I was flying high yesterday. Today? Still had a great day on the job, but around 3 pm today, it hit me.
A wave of homesickness.
In realizing that I still had two full days left before I’d be home (and a full afternoon of meetings and work to accomplish, when in my brain, it felt like 6 pm, not 3 pm), I got sad.
I know it’s normal that I’ll feel homesick sometimes. Usually during the downtime on days I don’t have as much planned during the evenings (like tonight) and that the majority of the time I will be okay, and I will enjoy it and stretch myself out of my comfort zone.

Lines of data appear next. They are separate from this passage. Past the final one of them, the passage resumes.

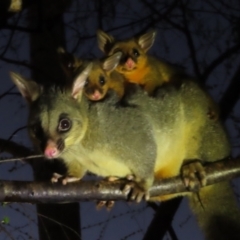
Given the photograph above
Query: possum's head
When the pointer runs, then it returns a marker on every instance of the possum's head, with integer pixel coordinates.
(57, 117)
(101, 79)
(133, 50)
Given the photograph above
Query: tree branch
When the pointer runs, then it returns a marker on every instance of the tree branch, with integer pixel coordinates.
(45, 192)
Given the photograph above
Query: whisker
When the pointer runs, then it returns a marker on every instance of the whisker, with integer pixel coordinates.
(20, 159)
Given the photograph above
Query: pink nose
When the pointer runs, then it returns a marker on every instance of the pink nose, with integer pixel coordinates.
(51, 150)
(96, 95)
(130, 64)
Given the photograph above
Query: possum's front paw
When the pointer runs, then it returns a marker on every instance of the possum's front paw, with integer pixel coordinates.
(64, 179)
(136, 192)
(193, 175)
(110, 203)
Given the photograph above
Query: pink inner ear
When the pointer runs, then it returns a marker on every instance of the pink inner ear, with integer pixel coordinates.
(130, 64)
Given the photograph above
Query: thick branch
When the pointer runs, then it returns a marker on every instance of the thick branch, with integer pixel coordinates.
(45, 192)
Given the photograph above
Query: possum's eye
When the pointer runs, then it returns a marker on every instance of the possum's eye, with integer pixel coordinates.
(64, 125)
(135, 52)
(37, 130)
(102, 80)
(86, 83)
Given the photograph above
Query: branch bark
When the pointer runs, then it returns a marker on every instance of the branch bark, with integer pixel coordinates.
(45, 192)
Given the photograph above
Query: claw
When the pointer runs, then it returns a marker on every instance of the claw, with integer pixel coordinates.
(194, 175)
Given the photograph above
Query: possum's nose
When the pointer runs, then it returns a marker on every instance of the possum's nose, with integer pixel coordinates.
(130, 64)
(51, 150)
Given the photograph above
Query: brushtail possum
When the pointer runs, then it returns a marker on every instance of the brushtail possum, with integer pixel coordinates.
(150, 141)
(137, 66)
(102, 77)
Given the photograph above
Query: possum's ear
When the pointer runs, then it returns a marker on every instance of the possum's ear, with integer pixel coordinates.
(105, 41)
(146, 40)
(29, 89)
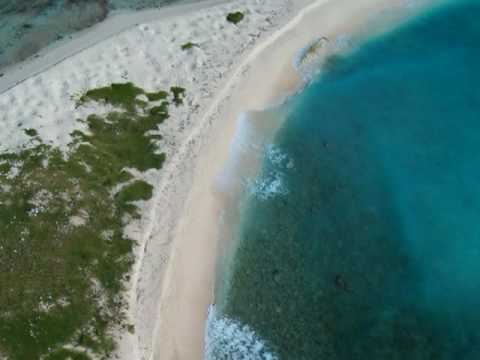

So rather than wallow in it in my hotel room as my habitual side of me would prefer to do…I opted to shake myself out of it. Or at least attempt to.
After sitting in meetings all day, I needed to get some energy out. So I figured I’d explore the hotel gym. Given my hotel is pretty nice, I figured the gym would be pretty good (I have low expectations for hotel gyms, generally, as they are often tiny and not well kept).
It was literally half the size of my hotel room and the equipment was ancient. One
treadmill dreadmill. That’s it! But I soldiered on. The damn dreadmill was ridiculously awful though and after 10 minutes, my shins ached and it felt like with every step, my joints were collapsing into my bones. SO unsupported. Fail. I finished my up my pitiful attempt on the bike (which is almost worse than the dreadmill, in my opinion). The only good news is that I got a good sweat on, anyway, and shook out the sitting-all-day cobwebs. I’ll give myself a half a point for the attempt.
One of the things I hate about traveling is how much eating out there is, just by nature of not having a kitchen or even a mini-fridge at my disposal. I didn’t know what I wanted. I wasn’t in the mood for anything and just wanted a home-cooked meal (knowing that M was home cooking up a chicken curry was making me more homesick and homecooked meal-sick!). I ventured out anyway to see what I could find closeby. Ended up at Panera, which is okay, but to me, more of a ‘lunch’ place but I wanted something quick and relatively low fat so in I went. Got low-fat chicken soup and a salad. Ventured back to my hotel and opened the soup. Almost entirely broth. Fail. Ate (er, drank?) the soup and the salad but am now feeling slightly underwhelmed. What can I expect, I suppose…it is Panera, not Capital Grille! 😉 I will, however, give myself a point for going out to check out something local rather than holing up in my room.
My sister Jess talked me off the homesickness ledge (thank you!) and reminded me of the fabulous weekend (LONG weekend, I might add) we have planned (more on that later) and made a few jokes to make me giggle (even used the word ‘swell’ in a sentence…Hi, Mr. Brady. That’s all I think of when I hear the word ‘swell’ – the Brady Bunch!).
My mom updated me on my kitties at home as she’s taking care (GOOD care of them, I might add, she even brought them organic cat treats!) of them for me this week. Made me smile that they were cuddly and happy.
M gave me a pep talk and encouraged me that I am at a job I love, in a warm, fun place, and that there are only two more days until he can give me a hug, rub my feet (man, he gives good foot rubs, just sayin) and spend the weekend with me. Sigh. He’s the best. Always knows what to say (even when I know he misses me, as I miss him, he isn’t a downer about it. He’ll tell me he misses me, but he isn’t mopey. I don’t do mopey well.).
So, after an up and down afternoon and being close to tears as the wave of homesickness overcame me, I realize that this is where I am meant to be. This is what I am meant to be doing. It’s stretching me, it’s making me uncomfortable, but I’ll be damned if I don’t come out of this in the next few months better, stronger, and more confident.
A little homesickess never hurt anyone, right?